Despite the government’s official statement that it is not considering conscription of women, the controversy continues. In one internet community, more than 500 related articles were posted for a week after the 11th, and in one social media ( SNS ), the search term ‘female conscription’ dominated real-time trends for a while. They range from claims that the female conscription system should be introduced, to skepticism that it will be difficult to realize, to concerns that the discussion itself will lead to social conflict.

Those in favor cite the lack of enlistment resources as the biggest reason. “Even if unmanned fighter jets and combat robots are developed, the existence of soldiers will inevitably be essential for the next few decades,” said 26-year-old college student Jeong-mo, a reserve student. She sees no reason why women should not go to the military.” Lee Mo (22), a female college student, said, “I think we need to introduce a female conscription system in terms of gender equality, as well as replenishing the insufficient number of troops. Fighting will also disappear.” Mr. Kim (36), an office worker, said, “I believe that single-handedly conscripting males has created an enormous social conflict, and I expect that much of it will be resolved once the female conscription system is introduced.”

There is also a view that female conscription will contribute to aggravating the low birth rate. Mr. Lee (35), an office worker, said, “At a time when a national campaign to encourage women to have children starting in their 20s is not enough, if women’s military service is made compulsory, there will be more women who do not have children.” ) Improving troop efficiency and cutting-edge military power should be given priority.” A 27-year-old job seeker, Mr. Kim, said, “The proposal for the female conscription system stemmed from the victim mentality of some men.

According to the results of the poll, the pros and cons are tight. According to Gallup Korea in 2021, in response to the claim that women should also be drafted, 47% of respondents said ‘only men should be drafted’, and 46% said ‘both men and women should be drafted’. At the time, 47% of female respondents were in favor of female conscription, and 43% opposed (only male conscription). For men, 44% supported and 51% opposed.

However, in some Internet spaces, the female 안전놀이터conscription issue is becoming a kindling spark for conflicts between men and women. Again, in the female community, “Let’s go get the benefits of military school (military + vacation)” “I didn’t want to see men tremble because they served in the military, but that’s good”, etc. Posts such as “When we need to prove ‘ Girls can do anything ’ ” and “Since only men served in the military, now only women are truly equal.” Hatred and hostility toward the opposite sex were expressed through ridicule and sarcasm.

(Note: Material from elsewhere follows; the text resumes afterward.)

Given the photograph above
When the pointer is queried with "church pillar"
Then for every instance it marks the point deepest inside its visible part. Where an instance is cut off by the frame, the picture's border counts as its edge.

Park Jin-soo, a professor at Deoksung Women’s University, said, “Recently, in Korea, the political world is using the issue of female conscription as a way to reconcile gender conflict and capture the vote of men in their 20s and 30s, while at the same time, the opinions of those at the extreme end of both genders have been overrepresented. He said, “I believe that these two factors prevented constructive and productive discussions (about female conscription).” Professor Park said, “In the case of Sweden and Norway (which have already introduced the female conscription system), they went through a sufficient public debate process and reached a social consensus.” did.